Background: Acquired hemophilia A (AHA) develops due to autoantibodies directed against factor VIII. It can occur spontaneously or be triggered by various factors. Here, we report a case of AHA induced by the Pfizer-BioNTech COVID-19 vaccine in an older patient.

Case presentation: The patient presented with multiple spontaneous bruises after receiving the Pfizer-BioNTech COVID-19 vaccine. Laboratory investigations revealed an isolated prolonged activated partial thromboplastin time (APTT) with an uncorrected mixing test. The factor VIII level was found to be low (0.6%). Additionally, the Bethesda assay evidenced the presence of an inhibitor of factor VIII. The patient was administered IV methylprednisolone and recombinant factor VIII. Then, he was maintained with oral azathioprine and prednisolone. However, the patient's condition showed no significant improvement. Thus, rituximab was administered, to which the patient responded well.

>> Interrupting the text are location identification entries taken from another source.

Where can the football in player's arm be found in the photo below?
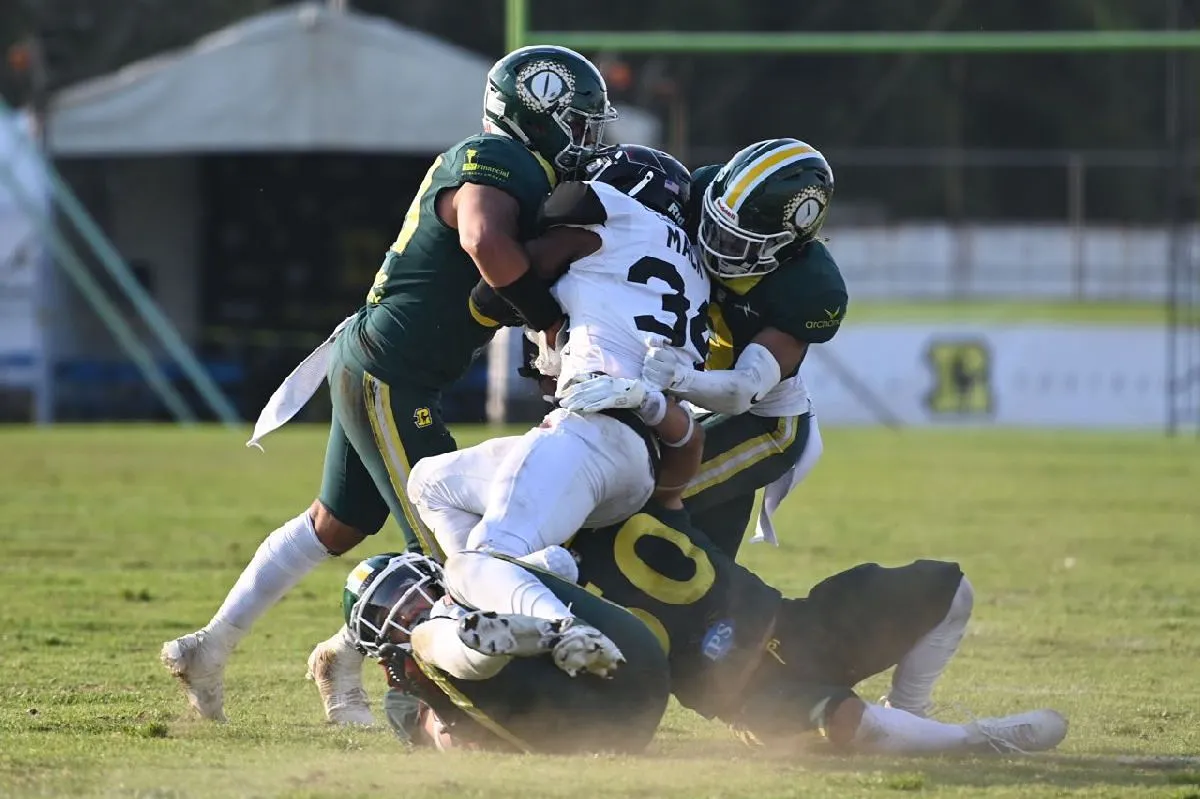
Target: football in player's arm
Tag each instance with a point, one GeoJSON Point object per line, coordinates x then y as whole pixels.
{"type": "Point", "coordinates": [545, 109]}
{"type": "Point", "coordinates": [779, 668]}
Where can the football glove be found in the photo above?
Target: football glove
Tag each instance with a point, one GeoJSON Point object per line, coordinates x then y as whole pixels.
{"type": "Point", "coordinates": [664, 370]}
{"type": "Point", "coordinates": [601, 392]}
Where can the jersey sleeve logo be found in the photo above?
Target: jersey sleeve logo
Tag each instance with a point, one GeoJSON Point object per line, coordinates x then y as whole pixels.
{"type": "Point", "coordinates": [472, 167]}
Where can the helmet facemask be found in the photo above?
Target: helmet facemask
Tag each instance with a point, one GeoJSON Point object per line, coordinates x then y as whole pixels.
{"type": "Point", "coordinates": [397, 600]}
{"type": "Point", "coordinates": [731, 251]}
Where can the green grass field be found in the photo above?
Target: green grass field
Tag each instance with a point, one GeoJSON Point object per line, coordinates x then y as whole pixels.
{"type": "Point", "coordinates": [1083, 550]}
{"type": "Point", "coordinates": [1011, 311]}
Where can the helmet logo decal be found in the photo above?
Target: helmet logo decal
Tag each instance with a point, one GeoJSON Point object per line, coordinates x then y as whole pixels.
{"type": "Point", "coordinates": [543, 85]}
{"type": "Point", "coordinates": [804, 210]}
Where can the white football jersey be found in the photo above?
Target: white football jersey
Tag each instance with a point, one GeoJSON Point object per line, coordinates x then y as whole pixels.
{"type": "Point", "coordinates": [643, 288]}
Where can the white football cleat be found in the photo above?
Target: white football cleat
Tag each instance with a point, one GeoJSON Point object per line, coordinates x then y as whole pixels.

Discussion and conclusion: AHA is a rare adverse effect of the Pfizer-BioNTech COVID-19 vaccine. Although the exact mechanism underlying the development of this condition following vaccination against COVID-19 remains unclear, a diagnosis of AHA should be considered if a patient without a bleeding history presents with acute-onset bleeding and an isolated prolonged APTT.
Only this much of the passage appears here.